Vaccine alliance secures $2bn to fund Covid shots for poor nations

Published November 14, 2020
In this file photo, a woman holds a small bottle labeled with a "Vaccine CovidID-19" sticker and a medical syringe. — Reuters
In this file photo, a woman holds a small bottle labeled with a "Vaccine CovidID-19" sticker and a medical syringe. — Reuters

LONDON: A facility set up by the World Health Organisation (WHO) and the GAVI vaccine group has exceeded an interim target of raising more than $2 billion to buy and distribute Covid-19 shots for poorer countries, but said it still needs more.

The GAVI alliance said on Friday that the funds for an advance market commitment (AMC) will allow the COVAX facility to buy an initial one billion vaccine doses for 92 eligible countries which would not otherwise be able to afford them.

“We’ve seen sovereign and private donors from across the world dig deep and meet this target and help ensure that every country will get access to Covid vaccines, not just the wealthy few,” GAVI chief Seth Berkley told reporters, adding that there was an “urgent need” to also finance treatments and diagnostics.

The European Commission, France, Spain, South Korea, the Bill & Melinda Gates Foundation and others had in recent weeks pledged another $360 million to the AMC, the alliance said, bringing total funding over the $2 billion target for this year.

GAVI to buy an initial one billion vaccine doses for 92 eligible countries

Another $5 billion will be needed in 2021 to procure Covid-19 vaccine doses as they come through development and are approved by regulators, GAVI said in a statement.

Berkley also welcomed the US presidential election outcome, adding he expected to have talks with president-elect Joe Biden’s team about the COVAX plan.

“It’s positive that the incoming administration has already established a Covid-19 task force filled with many scientists we know are believers in science and moving this forward,” he said.

“The US is already one of GAVI’s biggest supporters, they care enormously about vaccines for the developing world. And I suspect that we will have continuing conversations about how we can collaborate with them,” he added.

US drugmaker Pfizer and its partner BioNTech , who this week said their experimental Covid-19 vaccine was 90pc effective in initial trials, had expressed an interest in supplying doses to the COVAX facility, Berkley said.
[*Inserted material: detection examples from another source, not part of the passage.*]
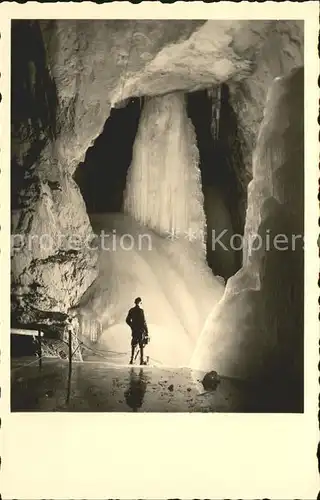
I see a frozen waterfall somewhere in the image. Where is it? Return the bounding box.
[124,93,205,248]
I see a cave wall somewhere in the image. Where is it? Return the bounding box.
[12,20,303,330]
[191,69,304,411]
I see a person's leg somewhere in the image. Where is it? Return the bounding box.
[130,337,137,365]
[139,340,144,365]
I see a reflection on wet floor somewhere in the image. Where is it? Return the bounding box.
[11,359,252,412]
[124,368,148,411]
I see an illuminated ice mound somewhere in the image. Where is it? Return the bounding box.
[78,214,224,367]
[190,69,304,382]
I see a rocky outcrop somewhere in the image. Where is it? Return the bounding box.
[12,20,303,332]
[192,70,304,411]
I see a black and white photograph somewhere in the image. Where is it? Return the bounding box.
[10,19,304,413]
[0,0,320,500]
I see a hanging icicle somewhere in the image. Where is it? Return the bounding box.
[124,93,205,248]
[207,85,221,141]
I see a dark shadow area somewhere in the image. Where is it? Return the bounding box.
[187,85,246,278]
[74,99,141,214]
[11,20,58,210]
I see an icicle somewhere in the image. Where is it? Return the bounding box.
[207,85,221,141]
[124,93,205,247]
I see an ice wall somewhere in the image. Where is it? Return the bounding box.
[77,214,224,366]
[124,92,205,248]
[191,69,304,398]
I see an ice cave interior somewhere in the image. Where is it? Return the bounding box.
[11,20,304,410]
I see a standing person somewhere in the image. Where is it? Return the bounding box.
[126,297,148,365]
[67,311,83,361]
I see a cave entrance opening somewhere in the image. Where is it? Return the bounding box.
[74,98,142,215]
[187,84,247,279]
[75,84,247,279]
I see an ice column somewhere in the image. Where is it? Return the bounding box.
[124,93,205,246]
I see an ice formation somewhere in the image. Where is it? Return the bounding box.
[124,92,205,248]
[78,214,224,367]
[191,69,304,384]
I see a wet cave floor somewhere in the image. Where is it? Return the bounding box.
[11,357,282,413]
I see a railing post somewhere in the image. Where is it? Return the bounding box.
[38,330,42,370]
[67,328,72,403]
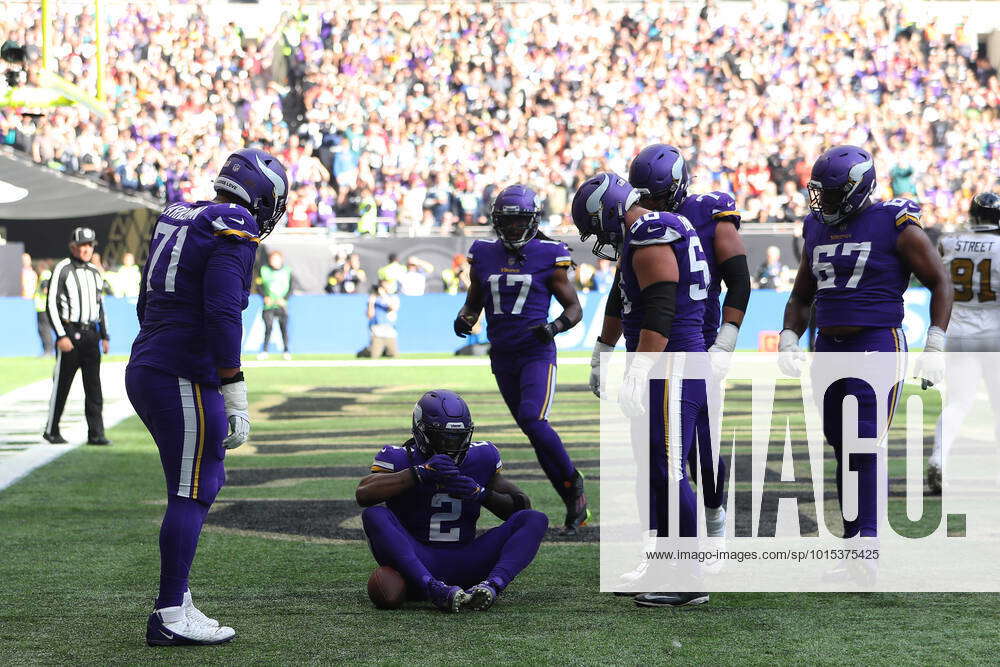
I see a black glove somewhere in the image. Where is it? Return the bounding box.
[455,315,475,338]
[531,322,559,343]
[411,454,458,485]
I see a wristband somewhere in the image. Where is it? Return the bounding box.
[219,371,243,384]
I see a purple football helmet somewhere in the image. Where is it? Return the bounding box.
[215,148,288,238]
[809,146,875,225]
[413,389,475,464]
[573,172,639,261]
[628,144,691,211]
[490,185,542,250]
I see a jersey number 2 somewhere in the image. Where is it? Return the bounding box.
[489,273,531,315]
[427,493,462,542]
[146,222,188,292]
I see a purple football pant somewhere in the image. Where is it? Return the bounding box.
[632,377,711,537]
[816,328,906,538]
[361,505,549,599]
[125,365,228,609]
[491,350,576,496]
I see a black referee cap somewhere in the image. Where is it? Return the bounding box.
[70,227,97,245]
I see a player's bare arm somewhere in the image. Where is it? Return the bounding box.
[896,225,955,331]
[534,267,583,342]
[354,468,416,507]
[632,244,680,352]
[715,221,750,327]
[483,471,531,521]
[455,268,483,338]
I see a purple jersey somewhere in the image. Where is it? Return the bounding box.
[469,238,572,352]
[129,201,259,385]
[371,442,503,544]
[676,192,740,347]
[620,212,711,352]
[802,199,920,328]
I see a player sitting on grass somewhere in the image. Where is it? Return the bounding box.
[356,389,548,612]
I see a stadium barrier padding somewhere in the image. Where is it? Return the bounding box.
[0,287,930,357]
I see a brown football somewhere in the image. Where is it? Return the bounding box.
[368,565,406,609]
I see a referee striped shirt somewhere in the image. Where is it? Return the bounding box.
[46,257,108,339]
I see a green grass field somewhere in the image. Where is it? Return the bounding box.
[0,360,1000,665]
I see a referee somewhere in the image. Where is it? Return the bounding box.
[42,227,111,445]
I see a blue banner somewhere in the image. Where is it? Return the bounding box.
[0,287,930,357]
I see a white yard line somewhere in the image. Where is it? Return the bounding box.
[242,357,590,368]
[0,361,135,489]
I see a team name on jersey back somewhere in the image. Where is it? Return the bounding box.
[619,212,712,352]
[468,238,572,352]
[802,199,920,328]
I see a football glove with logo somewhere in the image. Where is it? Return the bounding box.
[914,327,945,389]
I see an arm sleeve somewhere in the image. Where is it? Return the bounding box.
[604,269,622,320]
[45,262,69,340]
[203,239,255,368]
[97,272,111,340]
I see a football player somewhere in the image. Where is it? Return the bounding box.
[624,144,750,537]
[455,185,590,535]
[356,389,549,612]
[778,146,952,538]
[927,192,1000,493]
[572,173,711,607]
[125,148,288,646]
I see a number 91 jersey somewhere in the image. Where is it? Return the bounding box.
[802,199,920,328]
[620,212,712,352]
[468,238,572,352]
[940,232,1000,338]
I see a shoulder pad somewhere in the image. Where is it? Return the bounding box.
[202,204,260,243]
[465,239,488,263]
[879,198,920,229]
[629,211,683,246]
[469,440,503,470]
[705,191,740,229]
[371,445,406,472]
[538,239,573,267]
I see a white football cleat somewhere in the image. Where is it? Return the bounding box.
[187,588,219,627]
[146,606,236,646]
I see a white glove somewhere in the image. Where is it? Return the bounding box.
[590,340,615,398]
[618,353,656,417]
[778,329,806,377]
[708,322,740,378]
[219,380,250,449]
[913,327,945,389]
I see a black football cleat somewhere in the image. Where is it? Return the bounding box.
[634,593,708,607]
[562,471,590,536]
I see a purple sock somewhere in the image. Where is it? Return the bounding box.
[155,496,209,609]
[361,505,434,595]
[487,510,549,591]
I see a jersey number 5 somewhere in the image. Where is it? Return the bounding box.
[427,493,462,542]
[489,273,531,315]
[146,222,188,292]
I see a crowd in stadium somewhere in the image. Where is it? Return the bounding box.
[0,0,1000,233]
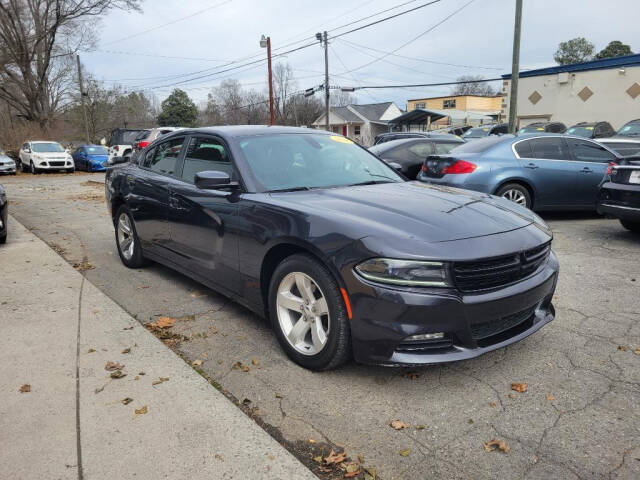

“We continue to advance negotiations with a number of manufacturers in addition to those we’ve already announced who share our vision of fair and equitable distribution of vaccines,” he added. Berkley said $5.3 billion was also still needed for diagnostics and $6.1 billion for therapeutics by the end of 2021.Hailed this week as a pandemic game-changer, the new Covid-19 vaccine offered countries that had pre-ordered doses a potential escape from a cycle of lockdowns and new waves of sickness and death.

But while richer nations plan their vaccination programmes through the end of 2021, experts warn that poorer and developing countries face hurdles that could deny billions the first proven protection against the coronavirus.The results of phase 3 clinical trials showed their mRNA vaccine was 90 percent effective in preventing Covid-19 symptoms and did not produce adverse side effects among thousands of volunteers.

At the cost of $40 per treatment, which consists of two separate shots, richer nations have rushed to order tens of millions of doses. But it is less clear what poorer nations can expect.

“If we only have the Pfizer vaccine and everyone needs two doses, clearly that’s a difficult ethical dilemma,” Trudie Lang, director of The Global Health Network at the University of Oxford’s Nuffield Department of Medicine, said.

Anticipating the outsize demand for any approved vaccine, the World Health Organisation formed the COVAX facility in April to ensure equitable distribution.

COVAX brought together governments, scientists, civil society and the private sector — though Pfizer is not currently part of the facility.